Wavefunctions and the Point of E8 in F-theory

TL;DR

This work develops a semi-local framework to compute operator coefficients in F-theory GUTs by solving for wavefunctions in a patch around a point of maximal symmetry enhancement to $E_8$. It derives local equations of motion for fluctuations in Higgs and flux backgrounds, classifies local versus global modes via the determinant of the local mass matrix, and provides explicit Landau-level and KK wavefunctions with overlap formulas. It then applies these results to a toy $E_8$-point model embedded in $SU(5)$, computing Yukawa couplings and dimension-five proton decay operators, and discusses phenomenological implications and limitations of the local approach. The study highlights the interplay between Higgs flux, local Wilson lines, and the localisation of wavefunctions, and outlines avenues for extending to more realistic models incorporating monodromies and global consistency.

Abstract

In F-theory GUTs interactions between fields are typically localised at points of enhanced symmetry in the internal dimensions implying that the coefficient of the associated operator can be studied using a local wavefunctions overlap calculation.

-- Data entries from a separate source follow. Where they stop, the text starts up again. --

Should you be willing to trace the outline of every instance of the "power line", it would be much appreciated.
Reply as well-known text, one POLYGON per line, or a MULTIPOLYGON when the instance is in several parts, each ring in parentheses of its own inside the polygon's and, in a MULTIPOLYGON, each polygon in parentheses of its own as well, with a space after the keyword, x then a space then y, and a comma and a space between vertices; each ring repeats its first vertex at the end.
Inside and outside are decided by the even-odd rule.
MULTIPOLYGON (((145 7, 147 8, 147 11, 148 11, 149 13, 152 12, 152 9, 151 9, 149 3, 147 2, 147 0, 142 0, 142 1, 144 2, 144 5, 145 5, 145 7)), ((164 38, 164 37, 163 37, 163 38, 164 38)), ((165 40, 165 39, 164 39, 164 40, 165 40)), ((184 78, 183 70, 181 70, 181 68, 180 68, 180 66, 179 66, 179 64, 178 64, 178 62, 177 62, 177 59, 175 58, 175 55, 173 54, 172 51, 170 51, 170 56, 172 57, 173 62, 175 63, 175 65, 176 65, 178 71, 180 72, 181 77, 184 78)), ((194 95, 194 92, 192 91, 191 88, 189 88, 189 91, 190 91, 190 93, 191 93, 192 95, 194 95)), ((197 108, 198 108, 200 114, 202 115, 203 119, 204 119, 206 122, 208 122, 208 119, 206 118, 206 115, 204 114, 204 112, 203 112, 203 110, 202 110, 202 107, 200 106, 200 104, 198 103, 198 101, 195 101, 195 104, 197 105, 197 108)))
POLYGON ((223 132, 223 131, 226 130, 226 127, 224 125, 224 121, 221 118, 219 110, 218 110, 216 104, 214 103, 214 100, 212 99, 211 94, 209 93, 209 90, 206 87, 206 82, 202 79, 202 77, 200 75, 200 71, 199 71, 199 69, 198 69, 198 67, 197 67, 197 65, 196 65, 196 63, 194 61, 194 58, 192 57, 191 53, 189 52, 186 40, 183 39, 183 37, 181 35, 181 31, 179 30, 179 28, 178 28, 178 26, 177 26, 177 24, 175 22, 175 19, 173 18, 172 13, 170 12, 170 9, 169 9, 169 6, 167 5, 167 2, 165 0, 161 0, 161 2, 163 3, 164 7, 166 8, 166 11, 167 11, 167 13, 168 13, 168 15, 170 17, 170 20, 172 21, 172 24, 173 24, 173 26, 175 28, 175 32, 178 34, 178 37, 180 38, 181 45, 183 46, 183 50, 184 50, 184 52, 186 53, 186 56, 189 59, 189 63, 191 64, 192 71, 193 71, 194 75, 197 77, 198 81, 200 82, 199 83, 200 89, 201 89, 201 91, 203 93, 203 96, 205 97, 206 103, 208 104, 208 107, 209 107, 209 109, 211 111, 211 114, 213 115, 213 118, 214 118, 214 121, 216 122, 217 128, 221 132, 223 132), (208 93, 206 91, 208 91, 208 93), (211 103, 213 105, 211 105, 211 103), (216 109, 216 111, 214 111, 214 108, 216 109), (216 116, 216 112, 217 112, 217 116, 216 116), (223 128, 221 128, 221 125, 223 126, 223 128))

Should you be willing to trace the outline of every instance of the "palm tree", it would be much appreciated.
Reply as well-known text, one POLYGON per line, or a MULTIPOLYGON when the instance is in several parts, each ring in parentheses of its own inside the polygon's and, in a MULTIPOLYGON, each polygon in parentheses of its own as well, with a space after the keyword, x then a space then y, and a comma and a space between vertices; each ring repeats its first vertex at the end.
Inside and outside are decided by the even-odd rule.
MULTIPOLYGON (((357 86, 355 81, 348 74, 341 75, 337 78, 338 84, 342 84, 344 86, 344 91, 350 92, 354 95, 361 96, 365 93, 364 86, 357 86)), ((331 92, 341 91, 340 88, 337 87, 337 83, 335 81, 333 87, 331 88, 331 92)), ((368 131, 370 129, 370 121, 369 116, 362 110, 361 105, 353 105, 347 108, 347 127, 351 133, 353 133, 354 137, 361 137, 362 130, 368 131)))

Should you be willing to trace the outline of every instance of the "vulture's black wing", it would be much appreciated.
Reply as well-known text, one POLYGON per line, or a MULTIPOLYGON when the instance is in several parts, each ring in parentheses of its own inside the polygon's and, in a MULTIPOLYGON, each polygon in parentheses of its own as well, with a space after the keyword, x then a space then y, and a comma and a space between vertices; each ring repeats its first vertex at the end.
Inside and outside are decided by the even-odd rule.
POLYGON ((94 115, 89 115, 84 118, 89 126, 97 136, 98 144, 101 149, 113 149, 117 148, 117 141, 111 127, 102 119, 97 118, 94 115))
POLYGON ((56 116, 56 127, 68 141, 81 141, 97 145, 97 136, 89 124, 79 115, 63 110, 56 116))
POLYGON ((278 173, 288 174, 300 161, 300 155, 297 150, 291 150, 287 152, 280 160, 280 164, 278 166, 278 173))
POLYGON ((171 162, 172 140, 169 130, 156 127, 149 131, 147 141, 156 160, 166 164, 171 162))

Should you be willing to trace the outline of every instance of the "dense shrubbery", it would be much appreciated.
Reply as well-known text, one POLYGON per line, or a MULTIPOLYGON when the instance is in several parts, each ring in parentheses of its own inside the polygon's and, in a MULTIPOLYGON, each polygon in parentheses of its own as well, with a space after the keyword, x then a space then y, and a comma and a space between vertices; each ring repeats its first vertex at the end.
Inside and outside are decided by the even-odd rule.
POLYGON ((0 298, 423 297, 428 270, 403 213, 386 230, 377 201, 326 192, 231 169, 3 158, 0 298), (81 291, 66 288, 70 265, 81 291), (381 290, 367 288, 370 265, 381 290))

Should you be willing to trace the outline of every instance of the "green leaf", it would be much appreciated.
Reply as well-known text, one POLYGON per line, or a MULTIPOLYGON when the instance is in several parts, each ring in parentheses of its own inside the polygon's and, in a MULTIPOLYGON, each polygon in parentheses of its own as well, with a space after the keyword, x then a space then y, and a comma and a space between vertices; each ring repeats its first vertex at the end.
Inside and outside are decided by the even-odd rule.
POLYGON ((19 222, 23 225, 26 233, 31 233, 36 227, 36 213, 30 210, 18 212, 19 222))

Some F-theory SU(5) GUT theories may exhibit a maximum symmetry enhancement at a point to E8, and in this case all the operators of the theory can be associated to the same point. We take initial steps towards the study of operators in such theories. We calculate wavefunctions and their overlaps around a general point of enhancement and establish constraints on the local form of the fluxes. We then apply the general results to a simple model at a point of E8 enhancement and calculate some example operators such as Yukawa couplings and dimension-five couplings that can lead to proton decay.